Пелагея Стрепетова (Беньяш) - страница 111

«Но в чем же тайна такого искусства? Что нового или необычайного открыла г-жа Стрепетова? Не обладает ли она какими-нибудь из ряда вон выходящими средствами?»

И тут же отвечает на этот вопрос отрицательно:

«Внешние средства г-жи Стрепетовой самые обыкновенные: когда поднимается занавес и вы в первый раз видите на сцене г-жу Стрепетову, она ничем не остановит на себе вашего внимания. Если голос ее сладок, как музыка, то хорошими голосовыми средствами обладают многие актрисы. Не в этом, значит, не во внешности дело.

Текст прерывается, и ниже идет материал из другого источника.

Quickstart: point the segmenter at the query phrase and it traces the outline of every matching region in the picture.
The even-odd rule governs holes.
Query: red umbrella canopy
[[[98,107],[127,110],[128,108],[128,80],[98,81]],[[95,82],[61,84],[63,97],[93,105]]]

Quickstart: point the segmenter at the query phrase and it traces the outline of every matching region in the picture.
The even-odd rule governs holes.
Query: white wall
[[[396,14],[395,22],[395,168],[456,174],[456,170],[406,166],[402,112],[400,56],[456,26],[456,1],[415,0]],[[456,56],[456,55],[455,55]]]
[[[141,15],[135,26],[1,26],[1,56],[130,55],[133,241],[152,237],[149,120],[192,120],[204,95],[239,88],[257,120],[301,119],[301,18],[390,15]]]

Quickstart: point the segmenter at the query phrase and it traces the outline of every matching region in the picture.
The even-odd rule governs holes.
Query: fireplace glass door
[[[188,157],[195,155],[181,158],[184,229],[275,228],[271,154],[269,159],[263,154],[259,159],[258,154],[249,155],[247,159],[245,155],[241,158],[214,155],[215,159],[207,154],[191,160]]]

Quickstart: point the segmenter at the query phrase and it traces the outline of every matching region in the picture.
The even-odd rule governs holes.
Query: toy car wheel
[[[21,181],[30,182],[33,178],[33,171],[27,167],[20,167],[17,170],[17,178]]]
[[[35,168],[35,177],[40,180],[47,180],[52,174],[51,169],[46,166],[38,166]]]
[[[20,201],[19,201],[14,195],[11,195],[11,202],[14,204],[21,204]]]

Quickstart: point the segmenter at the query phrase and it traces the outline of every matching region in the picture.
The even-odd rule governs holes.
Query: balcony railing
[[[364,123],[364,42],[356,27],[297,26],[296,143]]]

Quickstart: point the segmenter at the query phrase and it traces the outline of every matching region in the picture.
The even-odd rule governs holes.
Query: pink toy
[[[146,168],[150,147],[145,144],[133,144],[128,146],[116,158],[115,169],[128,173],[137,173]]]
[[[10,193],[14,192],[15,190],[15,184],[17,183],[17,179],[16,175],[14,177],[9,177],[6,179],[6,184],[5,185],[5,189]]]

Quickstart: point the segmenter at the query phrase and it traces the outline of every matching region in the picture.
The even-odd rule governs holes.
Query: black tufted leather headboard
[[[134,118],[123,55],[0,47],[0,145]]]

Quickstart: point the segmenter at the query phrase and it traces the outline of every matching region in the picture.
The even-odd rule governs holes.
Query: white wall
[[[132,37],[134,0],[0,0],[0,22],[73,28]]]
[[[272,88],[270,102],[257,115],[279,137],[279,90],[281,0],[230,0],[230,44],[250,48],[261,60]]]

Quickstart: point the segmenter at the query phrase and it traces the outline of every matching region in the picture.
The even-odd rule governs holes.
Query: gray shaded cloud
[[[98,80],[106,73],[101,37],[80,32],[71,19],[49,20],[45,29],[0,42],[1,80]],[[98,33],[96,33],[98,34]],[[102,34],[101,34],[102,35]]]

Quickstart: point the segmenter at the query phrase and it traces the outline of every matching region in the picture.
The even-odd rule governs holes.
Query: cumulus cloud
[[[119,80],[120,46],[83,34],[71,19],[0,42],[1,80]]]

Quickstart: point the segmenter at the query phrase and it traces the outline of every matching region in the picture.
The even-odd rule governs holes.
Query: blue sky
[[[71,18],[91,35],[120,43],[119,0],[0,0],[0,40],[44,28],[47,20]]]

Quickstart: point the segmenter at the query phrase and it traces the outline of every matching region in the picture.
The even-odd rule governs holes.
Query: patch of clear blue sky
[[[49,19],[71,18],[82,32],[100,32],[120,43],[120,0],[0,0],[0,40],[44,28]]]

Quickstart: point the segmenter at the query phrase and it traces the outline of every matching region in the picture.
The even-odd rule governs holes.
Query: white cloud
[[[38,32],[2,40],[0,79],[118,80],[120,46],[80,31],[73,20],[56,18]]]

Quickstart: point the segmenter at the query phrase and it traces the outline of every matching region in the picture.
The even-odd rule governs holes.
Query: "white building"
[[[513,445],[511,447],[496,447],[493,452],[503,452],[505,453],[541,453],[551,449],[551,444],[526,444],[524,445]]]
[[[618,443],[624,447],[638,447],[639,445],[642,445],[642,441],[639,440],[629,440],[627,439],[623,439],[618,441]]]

Новых путей в своем искусстве г-жа Стрепетова также не проложила, да их и нет… Ибо есть один путь, ведущий к совершенству во всем и всегда, — это путь правды; его-то и избрала г-жа Стрепетова».

И дальше критик пытается объяснить самую суть этой правды, которую сделала Стрепетова своим законом.

«Она глубоко глядит в душу человека, видит в ней то, чего другие не видят, слышит такие тайные звуки, которые для других не слышны; то, что видит и слышит, передает просто, непосредственно, наивно. И вот это самое кажется откровением, чудом…»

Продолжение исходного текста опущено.